|
72 |
Каждый вечер, когда багровый свет просачивался сквозь трещины в стенах старой мастерской, Элиас начинал свой ритуал. Разворачивал пожелтевший холст, доставал кисти, пахнущие скипидаром и временем, и приступал к работе. Он был художником зыбкого мира – мира, который ускользал сквозь пальцы, как песок.
Он писал старый город. Не тот, который красовался на открытках для туристов, а тот, что прятался во дворах-колодцах, в облупившихся фасадах и в тенях, скользящих по мостовым. Он писал то, что скоро исчезнет под натиском бетона и стекла.
Элиас не гнался за славой. Его картины не висели в галереях. Он писал для себя, для тех немногих, кто еще помнил этот город, и для тех, кто придет после и сможет увидеть его хотя бы на холсте.
Кисть скользила по холсту, вырисовывая узор старой ковки на балконе, трещину на стене, увитую плющом, одинокий фонарь, освещающий пустую улицу. В каждой детали – тоска по уходящему.
Он помнил, как в детстве бегал по этим улицам, знал каждый камень мостовой. Он помнил запах свежего хлеба из пекарни на углу, шум трамвая, стук каблуков по тротуару. Все это исчезало, растворялось в потоке времени.
Иногда к нему заходили случайные прохожие – старики, ностальгирующие по прошлому, молодые люди, уставшие от суеты современного мира.
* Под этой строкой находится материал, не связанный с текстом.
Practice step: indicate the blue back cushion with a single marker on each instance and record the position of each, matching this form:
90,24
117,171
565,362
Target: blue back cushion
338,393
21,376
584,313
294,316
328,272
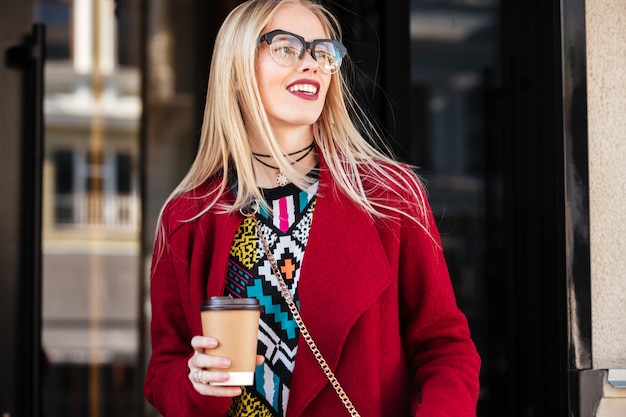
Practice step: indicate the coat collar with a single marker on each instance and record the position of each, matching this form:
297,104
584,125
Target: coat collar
345,269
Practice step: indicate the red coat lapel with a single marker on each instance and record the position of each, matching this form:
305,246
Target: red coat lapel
345,269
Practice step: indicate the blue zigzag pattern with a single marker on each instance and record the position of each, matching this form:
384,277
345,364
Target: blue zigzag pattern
256,291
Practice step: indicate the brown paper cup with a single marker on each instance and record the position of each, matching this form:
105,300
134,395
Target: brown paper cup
234,322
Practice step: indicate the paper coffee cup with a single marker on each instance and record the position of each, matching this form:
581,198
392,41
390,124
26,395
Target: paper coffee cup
234,322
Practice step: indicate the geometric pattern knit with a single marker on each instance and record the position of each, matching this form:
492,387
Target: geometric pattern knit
286,229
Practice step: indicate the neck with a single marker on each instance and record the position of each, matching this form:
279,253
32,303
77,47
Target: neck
268,174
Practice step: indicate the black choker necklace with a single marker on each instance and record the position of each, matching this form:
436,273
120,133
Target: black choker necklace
281,178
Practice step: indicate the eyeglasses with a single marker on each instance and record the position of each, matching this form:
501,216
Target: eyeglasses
287,48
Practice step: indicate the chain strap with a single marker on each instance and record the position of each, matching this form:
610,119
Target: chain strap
296,315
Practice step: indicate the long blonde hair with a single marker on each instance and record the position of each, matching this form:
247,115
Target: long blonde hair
233,94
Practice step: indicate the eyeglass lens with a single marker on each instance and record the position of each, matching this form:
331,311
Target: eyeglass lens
286,50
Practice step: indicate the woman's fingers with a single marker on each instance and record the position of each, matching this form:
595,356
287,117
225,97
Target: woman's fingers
202,380
206,369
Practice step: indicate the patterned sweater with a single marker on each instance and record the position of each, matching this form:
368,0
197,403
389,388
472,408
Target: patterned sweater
286,230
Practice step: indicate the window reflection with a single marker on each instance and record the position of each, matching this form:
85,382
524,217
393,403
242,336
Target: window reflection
91,208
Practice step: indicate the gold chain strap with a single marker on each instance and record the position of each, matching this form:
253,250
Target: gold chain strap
296,315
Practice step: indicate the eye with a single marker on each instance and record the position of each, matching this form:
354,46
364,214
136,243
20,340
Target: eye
285,48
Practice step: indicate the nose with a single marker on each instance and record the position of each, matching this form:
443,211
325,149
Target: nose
308,62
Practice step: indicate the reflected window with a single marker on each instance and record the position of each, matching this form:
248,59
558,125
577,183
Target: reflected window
56,15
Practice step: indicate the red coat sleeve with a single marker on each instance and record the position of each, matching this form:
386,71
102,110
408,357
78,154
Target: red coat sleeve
442,355
167,386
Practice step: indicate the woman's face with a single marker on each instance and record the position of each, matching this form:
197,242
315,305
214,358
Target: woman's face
293,96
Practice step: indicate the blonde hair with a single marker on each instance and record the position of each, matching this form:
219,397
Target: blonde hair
233,95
Они смотрели на его картины и молчали. В их глазах он видел понимание и грусть.
Однажды к нему пришла девушка. Она долго стояла перед одной из картин, на которой был изображен старый дом с резными наличниками. Потом она повернулась к Элиасу и спросила:
– Почему вы это рисуете? Ведь это все равно исчезнет.
Элиас посмотрел на нее усталым взглядом и ответил:
– Именно поэтому. Чтобы помнили. Чтобы знали, что здесь было что-то большее, чем просто бетонные коробки. Чтобы в будущем, глядя на мои картины, люди могли почувствовать дух этого места.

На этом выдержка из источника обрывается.